Data pantries are especially well suited to vendors using a platform architecture and will be an essential element in making ML workable for a specific application. Especially so if there is a need to incorporate third-party data in algorithms to achieve greater accuracy in, for instance, sales, marketing and financial analysis and forecasting software. Organizations that rely solely on internal data for informing decisions or providing analysis of conditions or events that involve the outside world will almost certainly fall prey to serious errors caused by endogeneity, especially omitted variables. SaaS software vendors can include third-party data sets or offer them at additional cost as a subscription, greatly facilitating their use.
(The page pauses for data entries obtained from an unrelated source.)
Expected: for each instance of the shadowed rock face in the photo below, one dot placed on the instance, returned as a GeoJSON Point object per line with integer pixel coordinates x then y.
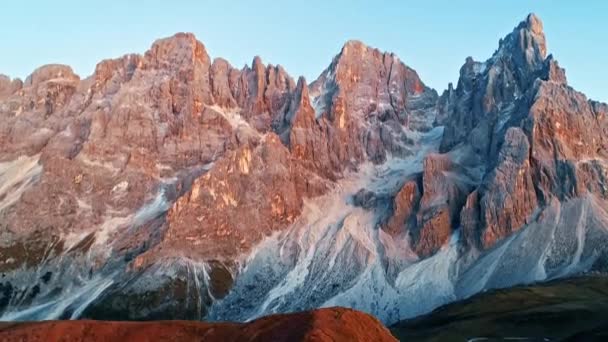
{"type": "Point", "coordinates": [334, 324]}
{"type": "Point", "coordinates": [170, 185]}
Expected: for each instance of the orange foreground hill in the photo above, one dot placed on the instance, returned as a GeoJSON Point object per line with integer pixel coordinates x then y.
{"type": "Point", "coordinates": [333, 324]}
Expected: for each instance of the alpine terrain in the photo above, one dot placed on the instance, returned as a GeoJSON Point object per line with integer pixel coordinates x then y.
{"type": "Point", "coordinates": [170, 185]}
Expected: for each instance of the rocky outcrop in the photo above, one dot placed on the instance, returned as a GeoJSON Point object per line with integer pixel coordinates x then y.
{"type": "Point", "coordinates": [511, 113]}
{"type": "Point", "coordinates": [171, 185]}
{"type": "Point", "coordinates": [320, 325]}
{"type": "Point", "coordinates": [369, 95]}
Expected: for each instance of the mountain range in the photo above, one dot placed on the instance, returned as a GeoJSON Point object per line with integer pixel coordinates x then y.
{"type": "Point", "coordinates": [172, 186]}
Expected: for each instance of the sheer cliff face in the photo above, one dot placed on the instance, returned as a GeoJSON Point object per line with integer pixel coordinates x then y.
{"type": "Point", "coordinates": [170, 185]}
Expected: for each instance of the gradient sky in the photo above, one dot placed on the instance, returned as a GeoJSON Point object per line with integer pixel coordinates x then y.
{"type": "Point", "coordinates": [433, 37]}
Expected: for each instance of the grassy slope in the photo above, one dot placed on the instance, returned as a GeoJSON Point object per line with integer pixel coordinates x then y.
{"type": "Point", "coordinates": [574, 309]}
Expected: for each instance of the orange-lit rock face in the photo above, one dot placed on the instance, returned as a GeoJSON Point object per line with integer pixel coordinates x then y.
{"type": "Point", "coordinates": [334, 324]}
{"type": "Point", "coordinates": [170, 185]}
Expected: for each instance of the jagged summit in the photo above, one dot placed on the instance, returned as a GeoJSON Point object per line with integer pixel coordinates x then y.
{"type": "Point", "coordinates": [171, 186]}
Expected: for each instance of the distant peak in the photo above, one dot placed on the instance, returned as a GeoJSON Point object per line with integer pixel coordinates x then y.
{"type": "Point", "coordinates": [355, 44]}
{"type": "Point", "coordinates": [534, 24]}
{"type": "Point", "coordinates": [179, 48]}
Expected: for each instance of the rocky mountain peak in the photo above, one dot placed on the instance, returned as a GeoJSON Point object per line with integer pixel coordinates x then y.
{"type": "Point", "coordinates": [48, 72]}
{"type": "Point", "coordinates": [526, 44]}
{"type": "Point", "coordinates": [180, 49]}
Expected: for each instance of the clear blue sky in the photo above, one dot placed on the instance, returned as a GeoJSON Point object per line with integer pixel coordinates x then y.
{"type": "Point", "coordinates": [433, 37]}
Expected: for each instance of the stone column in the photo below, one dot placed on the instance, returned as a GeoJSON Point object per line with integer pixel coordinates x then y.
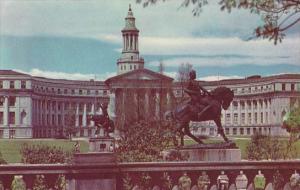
{"type": "Point", "coordinates": [41, 112]}
{"type": "Point", "coordinates": [17, 112]}
{"type": "Point", "coordinates": [252, 112]}
{"type": "Point", "coordinates": [136, 104]}
{"type": "Point", "coordinates": [258, 111]}
{"type": "Point", "coordinates": [246, 113]}
{"type": "Point", "coordinates": [29, 112]}
{"type": "Point", "coordinates": [169, 103]}
{"type": "Point", "coordinates": [157, 104]}
{"type": "Point", "coordinates": [77, 115]}
{"type": "Point", "coordinates": [123, 42]}
{"type": "Point", "coordinates": [147, 103]}
{"type": "Point", "coordinates": [84, 116]}
{"type": "Point", "coordinates": [112, 104]}
{"type": "Point", "coordinates": [5, 111]}
{"type": "Point", "coordinates": [239, 113]}
{"type": "Point", "coordinates": [231, 114]}
{"type": "Point", "coordinates": [62, 113]}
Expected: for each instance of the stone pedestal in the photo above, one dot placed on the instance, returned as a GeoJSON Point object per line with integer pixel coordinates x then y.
{"type": "Point", "coordinates": [102, 144]}
{"type": "Point", "coordinates": [101, 151]}
{"type": "Point", "coordinates": [212, 155]}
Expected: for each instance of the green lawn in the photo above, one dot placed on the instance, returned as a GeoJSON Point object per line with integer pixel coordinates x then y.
{"type": "Point", "coordinates": [10, 148]}
{"type": "Point", "coordinates": [242, 144]}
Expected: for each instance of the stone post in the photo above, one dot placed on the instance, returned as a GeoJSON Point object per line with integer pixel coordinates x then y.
{"type": "Point", "coordinates": [112, 104]}
{"type": "Point", "coordinates": [157, 104]}
{"type": "Point", "coordinates": [84, 116]}
{"type": "Point", "coordinates": [6, 111]}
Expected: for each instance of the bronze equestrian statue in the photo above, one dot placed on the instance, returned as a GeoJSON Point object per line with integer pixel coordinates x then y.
{"type": "Point", "coordinates": [102, 121]}
{"type": "Point", "coordinates": [202, 106]}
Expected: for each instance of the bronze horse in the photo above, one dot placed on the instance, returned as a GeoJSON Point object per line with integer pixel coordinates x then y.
{"type": "Point", "coordinates": [103, 121]}
{"type": "Point", "coordinates": [219, 98]}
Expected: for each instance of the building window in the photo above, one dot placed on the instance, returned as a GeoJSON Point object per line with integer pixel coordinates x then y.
{"type": "Point", "coordinates": [2, 99]}
{"type": "Point", "coordinates": [241, 131]}
{"type": "Point", "coordinates": [227, 131]}
{"type": "Point", "coordinates": [53, 120]}
{"type": "Point", "coordinates": [11, 119]}
{"type": "Point", "coordinates": [59, 120]}
{"type": "Point", "coordinates": [292, 87]}
{"type": "Point", "coordinates": [254, 130]}
{"type": "Point", "coordinates": [227, 119]}
{"type": "Point", "coordinates": [23, 84]}
{"type": "Point", "coordinates": [255, 104]}
{"type": "Point", "coordinates": [283, 87]}
{"type": "Point", "coordinates": [242, 105]}
{"type": "Point", "coordinates": [235, 105]}
{"type": "Point", "coordinates": [235, 118]}
{"type": "Point", "coordinates": [234, 131]}
{"type": "Point", "coordinates": [11, 84]}
{"type": "Point", "coordinates": [243, 118]}
{"type": "Point", "coordinates": [12, 101]}
{"type": "Point", "coordinates": [80, 120]}
{"type": "Point", "coordinates": [248, 131]}
{"type": "Point", "coordinates": [1, 117]}
{"type": "Point", "coordinates": [249, 118]}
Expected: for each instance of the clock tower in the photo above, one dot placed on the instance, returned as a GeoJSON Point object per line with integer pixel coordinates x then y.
{"type": "Point", "coordinates": [130, 59]}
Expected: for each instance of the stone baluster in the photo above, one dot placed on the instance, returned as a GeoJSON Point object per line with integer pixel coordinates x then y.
{"type": "Point", "coordinates": [166, 180]}
{"type": "Point", "coordinates": [277, 183]}
{"type": "Point", "coordinates": [18, 183]}
{"type": "Point", "coordinates": [294, 183]}
{"type": "Point", "coordinates": [184, 183]}
{"type": "Point", "coordinates": [222, 181]}
{"type": "Point", "coordinates": [259, 181]}
{"type": "Point", "coordinates": [203, 182]}
{"type": "Point", "coordinates": [241, 181]}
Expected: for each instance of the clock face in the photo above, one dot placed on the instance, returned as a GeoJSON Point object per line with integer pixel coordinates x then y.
{"type": "Point", "coordinates": [130, 23]}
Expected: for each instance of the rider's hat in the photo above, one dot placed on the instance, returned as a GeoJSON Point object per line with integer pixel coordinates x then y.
{"type": "Point", "coordinates": [192, 74]}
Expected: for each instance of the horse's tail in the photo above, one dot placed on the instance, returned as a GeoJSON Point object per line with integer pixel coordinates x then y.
{"type": "Point", "coordinates": [168, 116]}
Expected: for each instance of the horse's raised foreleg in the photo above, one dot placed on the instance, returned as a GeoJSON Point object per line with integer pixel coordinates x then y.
{"type": "Point", "coordinates": [188, 133]}
{"type": "Point", "coordinates": [220, 129]}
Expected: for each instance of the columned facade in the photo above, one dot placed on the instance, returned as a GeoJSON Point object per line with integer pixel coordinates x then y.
{"type": "Point", "coordinates": [130, 59]}
{"type": "Point", "coordinates": [259, 105]}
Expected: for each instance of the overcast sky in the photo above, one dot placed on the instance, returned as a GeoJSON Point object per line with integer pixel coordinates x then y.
{"type": "Point", "coordinates": [82, 39]}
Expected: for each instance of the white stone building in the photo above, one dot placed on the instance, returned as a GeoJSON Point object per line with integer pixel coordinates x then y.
{"type": "Point", "coordinates": [35, 107]}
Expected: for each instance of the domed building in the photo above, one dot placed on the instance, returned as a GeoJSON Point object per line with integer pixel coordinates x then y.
{"type": "Point", "coordinates": [37, 107]}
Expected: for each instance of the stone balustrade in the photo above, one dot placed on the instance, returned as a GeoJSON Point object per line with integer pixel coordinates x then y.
{"type": "Point", "coordinates": [244, 175]}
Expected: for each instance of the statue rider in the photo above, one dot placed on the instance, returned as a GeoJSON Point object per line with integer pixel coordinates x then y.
{"type": "Point", "coordinates": [105, 125]}
{"type": "Point", "coordinates": [196, 92]}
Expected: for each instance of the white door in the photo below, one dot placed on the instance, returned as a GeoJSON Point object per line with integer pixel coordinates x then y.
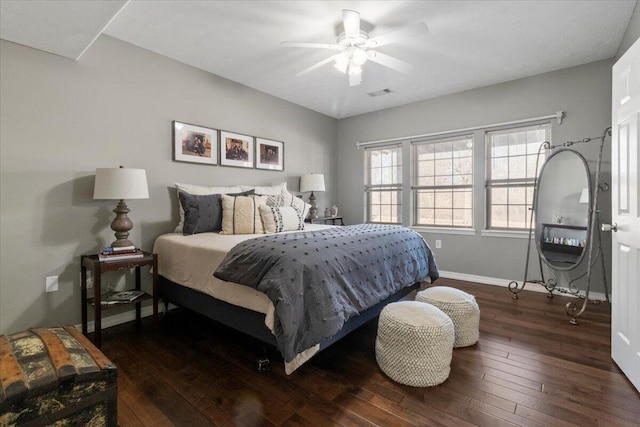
{"type": "Point", "coordinates": [625, 201]}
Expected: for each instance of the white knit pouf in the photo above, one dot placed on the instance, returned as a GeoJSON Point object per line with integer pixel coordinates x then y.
{"type": "Point", "coordinates": [414, 344]}
{"type": "Point", "coordinates": [461, 307]}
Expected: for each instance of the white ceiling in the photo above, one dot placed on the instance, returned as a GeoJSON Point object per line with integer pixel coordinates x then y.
{"type": "Point", "coordinates": [470, 43]}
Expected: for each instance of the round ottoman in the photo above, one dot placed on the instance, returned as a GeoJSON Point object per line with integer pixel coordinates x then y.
{"type": "Point", "coordinates": [461, 307]}
{"type": "Point", "coordinates": [414, 343]}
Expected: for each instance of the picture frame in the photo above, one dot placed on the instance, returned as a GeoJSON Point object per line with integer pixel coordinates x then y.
{"type": "Point", "coordinates": [236, 150]}
{"type": "Point", "coordinates": [269, 154]}
{"type": "Point", "coordinates": [195, 144]}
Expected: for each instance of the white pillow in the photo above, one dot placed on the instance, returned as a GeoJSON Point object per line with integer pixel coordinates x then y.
{"type": "Point", "coordinates": [270, 190]}
{"type": "Point", "coordinates": [276, 219]}
{"type": "Point", "coordinates": [198, 190]}
{"type": "Point", "coordinates": [241, 214]}
{"type": "Point", "coordinates": [289, 199]}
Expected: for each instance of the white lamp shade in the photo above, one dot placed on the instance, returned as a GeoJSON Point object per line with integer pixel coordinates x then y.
{"type": "Point", "coordinates": [584, 196]}
{"type": "Point", "coordinates": [120, 184]}
{"type": "Point", "coordinates": [312, 182]}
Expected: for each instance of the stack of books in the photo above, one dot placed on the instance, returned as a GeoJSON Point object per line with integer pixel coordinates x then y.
{"type": "Point", "coordinates": [120, 253]}
{"type": "Point", "coordinates": [122, 297]}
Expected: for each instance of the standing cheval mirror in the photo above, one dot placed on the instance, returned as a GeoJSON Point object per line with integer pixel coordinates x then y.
{"type": "Point", "coordinates": [567, 223]}
{"type": "Point", "coordinates": [562, 206]}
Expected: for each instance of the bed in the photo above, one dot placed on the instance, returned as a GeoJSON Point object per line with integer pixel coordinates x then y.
{"type": "Point", "coordinates": [244, 257]}
{"type": "Point", "coordinates": [187, 264]}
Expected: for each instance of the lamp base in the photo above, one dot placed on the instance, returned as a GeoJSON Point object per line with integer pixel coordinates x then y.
{"type": "Point", "coordinates": [121, 225]}
{"type": "Point", "coordinates": [313, 211]}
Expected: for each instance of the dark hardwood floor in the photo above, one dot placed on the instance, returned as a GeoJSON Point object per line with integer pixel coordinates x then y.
{"type": "Point", "coordinates": [530, 368]}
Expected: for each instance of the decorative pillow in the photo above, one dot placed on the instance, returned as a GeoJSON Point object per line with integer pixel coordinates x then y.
{"type": "Point", "coordinates": [202, 213]}
{"type": "Point", "coordinates": [241, 215]}
{"type": "Point", "coordinates": [289, 199]}
{"type": "Point", "coordinates": [272, 190]}
{"type": "Point", "coordinates": [198, 190]}
{"type": "Point", "coordinates": [277, 219]}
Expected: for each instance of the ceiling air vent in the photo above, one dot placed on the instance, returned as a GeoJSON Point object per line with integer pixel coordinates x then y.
{"type": "Point", "coordinates": [379, 92]}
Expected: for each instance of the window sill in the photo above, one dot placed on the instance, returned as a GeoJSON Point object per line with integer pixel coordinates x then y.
{"type": "Point", "coordinates": [514, 234]}
{"type": "Point", "coordinates": [445, 230]}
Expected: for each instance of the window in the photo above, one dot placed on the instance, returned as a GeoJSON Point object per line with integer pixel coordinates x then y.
{"type": "Point", "coordinates": [512, 156]}
{"type": "Point", "coordinates": [383, 184]}
{"type": "Point", "coordinates": [443, 182]}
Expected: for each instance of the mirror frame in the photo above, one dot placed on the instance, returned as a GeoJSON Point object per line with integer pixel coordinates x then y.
{"type": "Point", "coordinates": [538, 232]}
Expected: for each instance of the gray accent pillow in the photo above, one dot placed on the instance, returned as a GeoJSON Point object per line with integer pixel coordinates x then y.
{"type": "Point", "coordinates": [203, 213]}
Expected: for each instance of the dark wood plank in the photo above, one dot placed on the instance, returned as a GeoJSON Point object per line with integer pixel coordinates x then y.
{"type": "Point", "coordinates": [530, 368]}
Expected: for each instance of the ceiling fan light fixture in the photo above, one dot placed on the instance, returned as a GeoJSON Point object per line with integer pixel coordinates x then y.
{"type": "Point", "coordinates": [355, 69]}
{"type": "Point", "coordinates": [359, 56]}
{"type": "Point", "coordinates": [342, 61]}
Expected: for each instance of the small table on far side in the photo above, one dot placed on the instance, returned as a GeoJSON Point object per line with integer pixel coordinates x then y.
{"type": "Point", "coordinates": [326, 220]}
{"type": "Point", "coordinates": [93, 263]}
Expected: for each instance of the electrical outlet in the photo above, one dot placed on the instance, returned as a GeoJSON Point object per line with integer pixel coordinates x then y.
{"type": "Point", "coordinates": [51, 284]}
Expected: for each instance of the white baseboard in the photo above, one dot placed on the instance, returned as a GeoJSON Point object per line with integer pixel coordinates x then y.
{"type": "Point", "coordinates": [505, 283]}
{"type": "Point", "coordinates": [118, 319]}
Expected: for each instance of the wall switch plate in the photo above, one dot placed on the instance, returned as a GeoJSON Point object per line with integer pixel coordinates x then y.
{"type": "Point", "coordinates": [51, 284]}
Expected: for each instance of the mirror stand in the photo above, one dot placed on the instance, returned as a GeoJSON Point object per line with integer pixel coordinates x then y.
{"type": "Point", "coordinates": [574, 309]}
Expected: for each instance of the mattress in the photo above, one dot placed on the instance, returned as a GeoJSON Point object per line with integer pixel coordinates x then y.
{"type": "Point", "coordinates": [191, 261]}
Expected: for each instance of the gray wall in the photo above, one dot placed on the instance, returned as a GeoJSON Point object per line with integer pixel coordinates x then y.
{"type": "Point", "coordinates": [62, 119]}
{"type": "Point", "coordinates": [584, 93]}
{"type": "Point", "coordinates": [632, 32]}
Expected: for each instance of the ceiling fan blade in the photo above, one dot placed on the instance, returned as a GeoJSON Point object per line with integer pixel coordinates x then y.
{"type": "Point", "coordinates": [355, 79]}
{"type": "Point", "coordinates": [390, 62]}
{"type": "Point", "coordinates": [318, 65]}
{"type": "Point", "coordinates": [351, 20]}
{"type": "Point", "coordinates": [311, 45]}
{"type": "Point", "coordinates": [416, 30]}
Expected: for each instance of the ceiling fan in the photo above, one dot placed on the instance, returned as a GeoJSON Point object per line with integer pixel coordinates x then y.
{"type": "Point", "coordinates": [355, 48]}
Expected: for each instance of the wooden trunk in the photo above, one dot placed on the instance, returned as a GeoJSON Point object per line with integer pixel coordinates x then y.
{"type": "Point", "coordinates": [55, 376]}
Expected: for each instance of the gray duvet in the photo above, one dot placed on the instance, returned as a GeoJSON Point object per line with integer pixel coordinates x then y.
{"type": "Point", "coordinates": [317, 280]}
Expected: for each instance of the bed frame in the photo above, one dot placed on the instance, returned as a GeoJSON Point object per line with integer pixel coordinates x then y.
{"type": "Point", "coordinates": [252, 322]}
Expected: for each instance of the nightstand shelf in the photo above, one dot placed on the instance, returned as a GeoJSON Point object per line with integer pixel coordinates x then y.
{"type": "Point", "coordinates": [106, 303]}
{"type": "Point", "coordinates": [91, 262]}
{"type": "Point", "coordinates": [326, 220]}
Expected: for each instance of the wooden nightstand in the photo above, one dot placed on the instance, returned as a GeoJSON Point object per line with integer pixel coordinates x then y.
{"type": "Point", "coordinates": [98, 267]}
{"type": "Point", "coordinates": [326, 220]}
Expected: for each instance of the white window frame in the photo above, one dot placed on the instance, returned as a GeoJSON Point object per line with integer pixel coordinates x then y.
{"type": "Point", "coordinates": [392, 187]}
{"type": "Point", "coordinates": [452, 187]}
{"type": "Point", "coordinates": [510, 183]}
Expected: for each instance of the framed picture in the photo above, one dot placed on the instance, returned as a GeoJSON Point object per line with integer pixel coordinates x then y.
{"type": "Point", "coordinates": [269, 154]}
{"type": "Point", "coordinates": [236, 150]}
{"type": "Point", "coordinates": [195, 144]}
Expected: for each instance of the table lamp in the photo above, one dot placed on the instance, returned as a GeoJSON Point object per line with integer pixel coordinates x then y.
{"type": "Point", "coordinates": [312, 182]}
{"type": "Point", "coordinates": [120, 184]}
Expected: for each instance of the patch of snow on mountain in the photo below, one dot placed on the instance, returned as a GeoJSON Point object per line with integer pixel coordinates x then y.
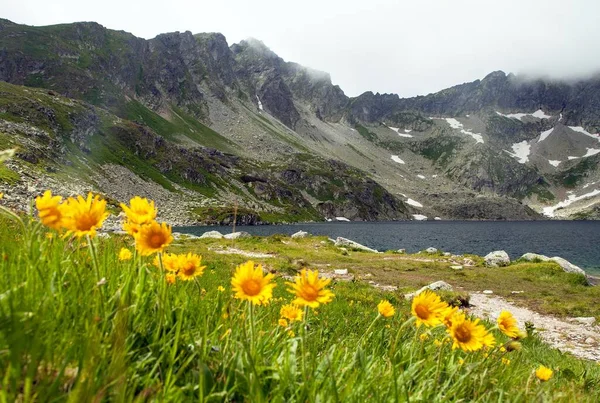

Looking at software aimed at the Office of Finance, AI is not going to put robots in charge of the finance and accounting department anytime soon. It is doubtful that there is a "killer app" using AI on the horizon that will fire up imaginations. Increasingly, though, it will take the robotic work out of an individual’s day and enable them to be more productive and utilize their skills and experience more effectively. However, there is a need for caution in introducing AI capabilities in business software because business routines are inherently more complex than services aimed at consumers, and the negative consequences of bad advice in commercial decisions are often far greater than a bad movie selection. For that reason, the introduction of AI capabilities and features will be incremental and may therefore appear unremarkable. Although the impact of these improvements at the individual level will be hard to measure and may be imperceptible, it will be significant in an overall sense, even in the short run. For example, a couple of minutes here and there multiplied tens of thousands or even millions of times over the course of a year will have a profound impact on productivity. Fewer errors as well as a richer and more accurate set of data will boost effectiveness as seen in customer service, billing, payments and organizational performance.
Although skepticism is certainly in order in evaluating vendors’ claims, organizations must develop their understanding of AI and its use cases (existing or potential) to be able to make best use of capabilities as they become available. AI is not just for data scientists, and finance and accounting departments must be a fast follower in adopting this technology. Beyond the positive impact on productivity and likely enhancements to the quality of their decision-making and work product, eliminating the drudgery of back-office work will enable organizations to attract and retain the best talent, especially the younger cohorts who increasingly will not put up with wasting their time on antiquated methods.